Kemp, Carr file fourth lawsuit against Biden administration over COVID-related mandates as new cases spike
ATLANTA - Governor Brian Kemp and Attorney General Chris Carr said they have filed a lawsuit to challenge the Biden administration's Head Start vaccine and masking mandate. This as the Georgia Department of Public Health releases data showing the second day of a spike in new cases that some experts believe could be the start of the fifth wave of COVID-19 in the state.
HOSPITALIZATIONS, CONFIRMED COVID-19 CASES SPIKE IN GEORGIA AS OMICRON VARIANT BECOMES DOMINANT
At the end of last month, the U.S. Department of Health and Human Services mandated all Head Start staff and certain contractors and volunteers be fully vaccinated by the end of January 2022. It further mandated masks must be worn by children two years of age and older.
"This is just the latest and most egregious in a growing list of overreaches by this President," said Governor Kemp. "It is all the more troubling and inexcusable, given this mandate directly impacts and impairs our children.
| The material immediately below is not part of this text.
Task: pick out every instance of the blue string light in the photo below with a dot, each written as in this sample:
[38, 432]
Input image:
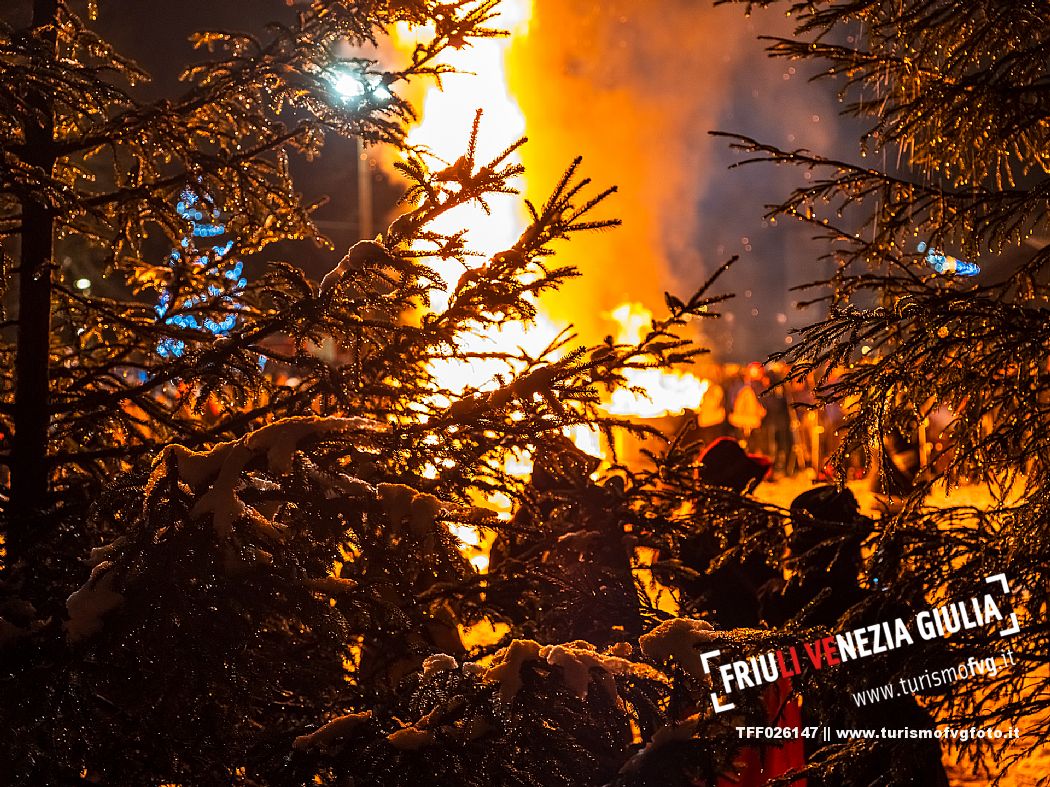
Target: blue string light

As with our prior lawsuits against the administration's unwarranted and inappropriate decisions, we will not rest in this fight to protect the rights and choices of Georgia's families, especially when it comes to our youngest citizens. We will not allow these policies to invade our classrooms, teaching the wrong lessons about the role of government to growing minds."
Kemp has long been an opponent to masks having issued an emergency declaration in May that public schools no longer have his permission to require masks for coronavirus protection, though his executive order fell short of banning such mandates outright. Three months later, Kemp signed an executive order liberating businesses from local COVID-19 ordinances including mask mandates. At both times, Kemp pointed to data that shows most of those being impacted by the virus now are unvaccinated and encouraged all Georgians to get vaccinated. While Kemp has stated the COVID-19 vaccine works and reiterated his belief that it's the best way to fight the virus, he's resisted the idea of federal or state mandates related to health.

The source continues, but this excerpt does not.